七月二五日午前四時三八分「養豚場が燃えている。大きな音がする。」との一一九番通報を受け、第一出場を指令、タンク車三台と救助工作車の出動、地元消防団及び地区自衛消防団への通報連絡を行うとともに非番職員を召集した。

火災現場は、最寄りの寺井消防署から北東方向二・五kmに位置し、現場へ急行する小隊長は、未明の空を覆う大量の黒煙を視認した。更に接近するにつれ全体に火が廻った三棟の建物とガスボンベ数本が青白い閃光とともに大音響を発して爆発している現場状況を確認し、指令室に対し第二出場を要請した。

(二) 先着隊現場到着時の状況

現場到着時、既に三棟とも建物全体が火炎に包まれ最盛期を迎えようとしていた。豚の絶叫は聞こえるがガスボンベの爆発は断続的に続いており、水利部署直前にも二回の爆発音とともに車体が激しく揺れる。豚舎内には一、五〇〇頭の豚がいるとの情報を得たが、猛烈な火勢と輻射熱、ガスボンベの破裂と飛散のため接近するのも困難な状況であった。

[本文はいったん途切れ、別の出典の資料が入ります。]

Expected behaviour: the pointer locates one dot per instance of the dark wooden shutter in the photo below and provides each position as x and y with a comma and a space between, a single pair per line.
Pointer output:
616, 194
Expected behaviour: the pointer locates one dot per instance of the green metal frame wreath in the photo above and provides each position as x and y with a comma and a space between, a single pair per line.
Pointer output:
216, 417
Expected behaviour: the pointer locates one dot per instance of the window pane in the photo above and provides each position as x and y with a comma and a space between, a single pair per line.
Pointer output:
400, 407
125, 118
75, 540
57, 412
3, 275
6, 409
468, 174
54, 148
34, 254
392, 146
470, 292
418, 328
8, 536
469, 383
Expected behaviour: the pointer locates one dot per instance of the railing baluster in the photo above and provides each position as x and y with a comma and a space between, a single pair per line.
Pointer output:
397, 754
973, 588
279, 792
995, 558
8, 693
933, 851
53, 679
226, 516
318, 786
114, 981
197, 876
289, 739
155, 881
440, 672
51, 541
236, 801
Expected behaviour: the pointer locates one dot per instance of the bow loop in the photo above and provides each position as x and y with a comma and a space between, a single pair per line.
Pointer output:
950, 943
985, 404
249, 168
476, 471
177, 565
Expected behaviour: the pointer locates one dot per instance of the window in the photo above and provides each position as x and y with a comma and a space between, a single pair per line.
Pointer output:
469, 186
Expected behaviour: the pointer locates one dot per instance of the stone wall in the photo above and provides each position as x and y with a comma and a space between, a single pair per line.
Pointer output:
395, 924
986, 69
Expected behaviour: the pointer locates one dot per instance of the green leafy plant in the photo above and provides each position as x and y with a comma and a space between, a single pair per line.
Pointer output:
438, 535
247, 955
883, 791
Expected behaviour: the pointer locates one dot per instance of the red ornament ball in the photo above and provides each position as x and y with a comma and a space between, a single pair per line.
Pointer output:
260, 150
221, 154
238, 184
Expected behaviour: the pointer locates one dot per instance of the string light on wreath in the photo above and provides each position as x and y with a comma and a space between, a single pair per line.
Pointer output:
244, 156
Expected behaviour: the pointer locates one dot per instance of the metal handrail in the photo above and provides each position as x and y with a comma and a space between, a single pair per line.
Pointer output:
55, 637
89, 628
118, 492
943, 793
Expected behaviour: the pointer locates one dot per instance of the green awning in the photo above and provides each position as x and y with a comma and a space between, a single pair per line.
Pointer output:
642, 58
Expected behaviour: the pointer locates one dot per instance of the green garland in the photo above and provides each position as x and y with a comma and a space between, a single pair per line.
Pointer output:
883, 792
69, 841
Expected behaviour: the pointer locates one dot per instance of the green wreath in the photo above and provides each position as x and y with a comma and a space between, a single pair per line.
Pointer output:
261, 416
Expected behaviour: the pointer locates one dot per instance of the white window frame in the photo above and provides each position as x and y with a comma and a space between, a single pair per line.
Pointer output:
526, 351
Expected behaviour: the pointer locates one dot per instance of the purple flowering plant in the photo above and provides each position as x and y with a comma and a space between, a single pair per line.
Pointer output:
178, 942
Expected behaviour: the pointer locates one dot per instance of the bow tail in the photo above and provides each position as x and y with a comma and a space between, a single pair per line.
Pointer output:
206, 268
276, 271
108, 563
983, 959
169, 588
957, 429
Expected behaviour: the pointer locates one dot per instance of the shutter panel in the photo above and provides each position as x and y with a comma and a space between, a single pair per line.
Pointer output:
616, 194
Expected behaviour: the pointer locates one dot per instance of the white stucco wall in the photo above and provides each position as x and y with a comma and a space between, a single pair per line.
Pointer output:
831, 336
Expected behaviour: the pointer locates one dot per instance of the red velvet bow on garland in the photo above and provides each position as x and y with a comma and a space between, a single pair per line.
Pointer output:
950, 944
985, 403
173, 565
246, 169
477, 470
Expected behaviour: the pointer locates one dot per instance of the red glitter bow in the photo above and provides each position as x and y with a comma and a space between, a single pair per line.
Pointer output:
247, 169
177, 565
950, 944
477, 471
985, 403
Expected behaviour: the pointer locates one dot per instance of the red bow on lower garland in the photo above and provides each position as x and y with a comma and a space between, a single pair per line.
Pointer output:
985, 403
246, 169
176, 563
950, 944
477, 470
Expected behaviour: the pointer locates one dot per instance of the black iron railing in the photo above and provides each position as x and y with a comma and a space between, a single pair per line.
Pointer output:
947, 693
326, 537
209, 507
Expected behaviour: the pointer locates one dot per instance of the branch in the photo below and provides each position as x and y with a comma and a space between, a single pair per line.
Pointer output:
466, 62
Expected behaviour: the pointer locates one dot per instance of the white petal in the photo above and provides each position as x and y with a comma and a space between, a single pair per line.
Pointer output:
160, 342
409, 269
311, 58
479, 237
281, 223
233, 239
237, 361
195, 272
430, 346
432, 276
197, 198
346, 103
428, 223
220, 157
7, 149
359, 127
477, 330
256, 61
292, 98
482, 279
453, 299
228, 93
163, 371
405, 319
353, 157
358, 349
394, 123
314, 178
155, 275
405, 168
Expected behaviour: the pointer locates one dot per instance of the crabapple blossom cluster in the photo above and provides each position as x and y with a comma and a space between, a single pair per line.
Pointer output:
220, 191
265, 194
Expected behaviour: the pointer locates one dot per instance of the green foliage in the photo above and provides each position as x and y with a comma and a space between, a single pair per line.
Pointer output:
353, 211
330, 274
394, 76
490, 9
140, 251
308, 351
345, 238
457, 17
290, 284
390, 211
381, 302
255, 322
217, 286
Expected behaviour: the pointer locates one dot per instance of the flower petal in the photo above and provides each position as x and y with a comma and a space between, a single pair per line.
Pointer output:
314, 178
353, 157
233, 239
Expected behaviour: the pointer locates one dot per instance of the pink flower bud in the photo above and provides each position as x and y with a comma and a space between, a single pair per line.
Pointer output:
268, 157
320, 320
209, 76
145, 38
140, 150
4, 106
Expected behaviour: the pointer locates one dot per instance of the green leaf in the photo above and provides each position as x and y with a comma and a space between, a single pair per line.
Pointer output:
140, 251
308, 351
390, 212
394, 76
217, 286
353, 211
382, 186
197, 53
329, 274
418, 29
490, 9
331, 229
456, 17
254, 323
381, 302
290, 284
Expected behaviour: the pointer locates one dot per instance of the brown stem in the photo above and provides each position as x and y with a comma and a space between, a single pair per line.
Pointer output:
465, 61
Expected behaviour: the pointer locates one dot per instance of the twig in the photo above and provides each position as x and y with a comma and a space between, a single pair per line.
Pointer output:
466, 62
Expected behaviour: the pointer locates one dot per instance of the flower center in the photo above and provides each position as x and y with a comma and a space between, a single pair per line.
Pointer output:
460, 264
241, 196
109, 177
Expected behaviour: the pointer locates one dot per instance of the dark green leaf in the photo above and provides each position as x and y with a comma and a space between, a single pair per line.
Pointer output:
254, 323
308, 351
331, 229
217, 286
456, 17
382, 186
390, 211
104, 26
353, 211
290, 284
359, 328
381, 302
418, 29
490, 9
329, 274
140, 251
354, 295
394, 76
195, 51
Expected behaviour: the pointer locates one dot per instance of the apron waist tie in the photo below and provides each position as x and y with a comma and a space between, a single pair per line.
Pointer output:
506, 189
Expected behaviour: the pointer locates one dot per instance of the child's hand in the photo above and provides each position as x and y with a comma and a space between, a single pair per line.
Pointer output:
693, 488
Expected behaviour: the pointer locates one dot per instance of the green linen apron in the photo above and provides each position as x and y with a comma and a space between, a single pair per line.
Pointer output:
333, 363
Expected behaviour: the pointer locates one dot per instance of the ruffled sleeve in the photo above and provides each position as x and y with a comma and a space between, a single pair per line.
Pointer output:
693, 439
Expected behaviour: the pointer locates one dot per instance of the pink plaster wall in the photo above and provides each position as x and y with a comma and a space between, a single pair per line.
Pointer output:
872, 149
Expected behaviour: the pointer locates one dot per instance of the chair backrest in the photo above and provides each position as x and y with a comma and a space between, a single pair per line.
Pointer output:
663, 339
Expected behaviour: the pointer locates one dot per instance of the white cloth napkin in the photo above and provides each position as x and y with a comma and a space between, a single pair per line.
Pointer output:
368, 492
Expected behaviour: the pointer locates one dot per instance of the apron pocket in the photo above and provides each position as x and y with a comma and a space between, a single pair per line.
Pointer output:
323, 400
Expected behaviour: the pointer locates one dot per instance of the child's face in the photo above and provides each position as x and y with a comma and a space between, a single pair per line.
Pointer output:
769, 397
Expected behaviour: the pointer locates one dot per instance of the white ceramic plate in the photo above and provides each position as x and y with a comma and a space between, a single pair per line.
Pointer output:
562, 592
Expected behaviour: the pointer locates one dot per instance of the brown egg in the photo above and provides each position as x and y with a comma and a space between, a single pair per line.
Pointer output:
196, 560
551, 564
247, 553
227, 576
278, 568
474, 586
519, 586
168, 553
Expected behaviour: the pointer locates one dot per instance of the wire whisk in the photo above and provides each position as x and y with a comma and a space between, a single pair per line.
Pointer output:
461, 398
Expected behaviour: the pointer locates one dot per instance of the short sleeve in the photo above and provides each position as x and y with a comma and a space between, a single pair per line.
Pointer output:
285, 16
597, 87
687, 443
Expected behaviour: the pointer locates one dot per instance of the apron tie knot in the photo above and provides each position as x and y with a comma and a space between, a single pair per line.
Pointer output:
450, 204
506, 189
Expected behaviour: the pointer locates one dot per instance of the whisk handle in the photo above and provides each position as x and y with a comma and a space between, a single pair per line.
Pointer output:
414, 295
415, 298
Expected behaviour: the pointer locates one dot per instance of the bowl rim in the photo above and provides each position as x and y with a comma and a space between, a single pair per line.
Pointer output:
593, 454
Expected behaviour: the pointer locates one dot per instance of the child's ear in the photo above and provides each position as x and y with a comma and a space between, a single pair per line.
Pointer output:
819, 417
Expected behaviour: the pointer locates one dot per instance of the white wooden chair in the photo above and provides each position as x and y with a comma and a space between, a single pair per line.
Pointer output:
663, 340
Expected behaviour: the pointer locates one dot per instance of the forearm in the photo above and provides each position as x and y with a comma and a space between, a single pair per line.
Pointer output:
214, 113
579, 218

豚舎周辺に建物は無く延焼の危険も無いことから、消火活動に着手専念する。

(三) 消防活動状況

先着のタンク車隊は、現場直近の農業用水橋上に部署し、正面と側面から放水を実施し、同時に現着の救助隊も要救助者無しとの情報を得て、消火作業に加わった。しかし、後着隊は取水スペースが狭いため用水からは取水できず、南北の各集落内の公設消火栓に水利部署することとなり、遠距離送水を余儀なくされた。

既に三棟とも焼け落ちており、更に周囲は全て水田であり、殆ど無風であったため、延焼及び飛び火の恐れは無いとの判断から、火点三棟を包囲し徐々に内部進入し鎮圧を図る。現場は水はけが悪く豚の死骸、糞尿、飼料が混ざり強烈な異臭を放って滞留していた。養豚場内部の四周に張り巡らされたガス管から噴き出す火勢は強烈であり計一一台による放水を続行した結果五時一三分ようやく鎮圧した。残火処理において、舎内の一千頭を超える豚が、迫り来る火炎から逃れようとして柵に前足を掛けたまま焼け死んでいるもの、腹部が破れ原型をとどめない位焼損の激しいもの等、累々たる死骸の山は炎熱地獄を見る思いであった。

 

五 延焼拡大要因

(一) 火災発生が早朝であり、周囲に民家は無い。また、東及び南東方向には小高い丘(古墳群)で遮られて見通しが利かず発見が遅れた。

(二) 古い木造建築物からの出火であり、一八本の五〇kgLPGボンベと周囲に配管されたガス管により延焼を加速させた。

(三) 水利状況は、川幅五・五mの農業用水が近くに流れているものの部署スペースが狭く、公設消火栓も二〇〇m〜四〇〇m離れており良好ではない。LPGボンベの破裂、飛散が防御活動の障害となった。

 

おわりに

本火災は、当日の気象条件に恵まれていたこと、周囲に延焼危険が無かったこと等、いくつかの好条件に恵まれ、管内で発生した火災としては大火の部類に入るが、比較的短時間に消火できたのではないかと思われる。

しかし、一、三六九頭もの豚が焼死するという惨劇は全国的にも稀な事例であろう。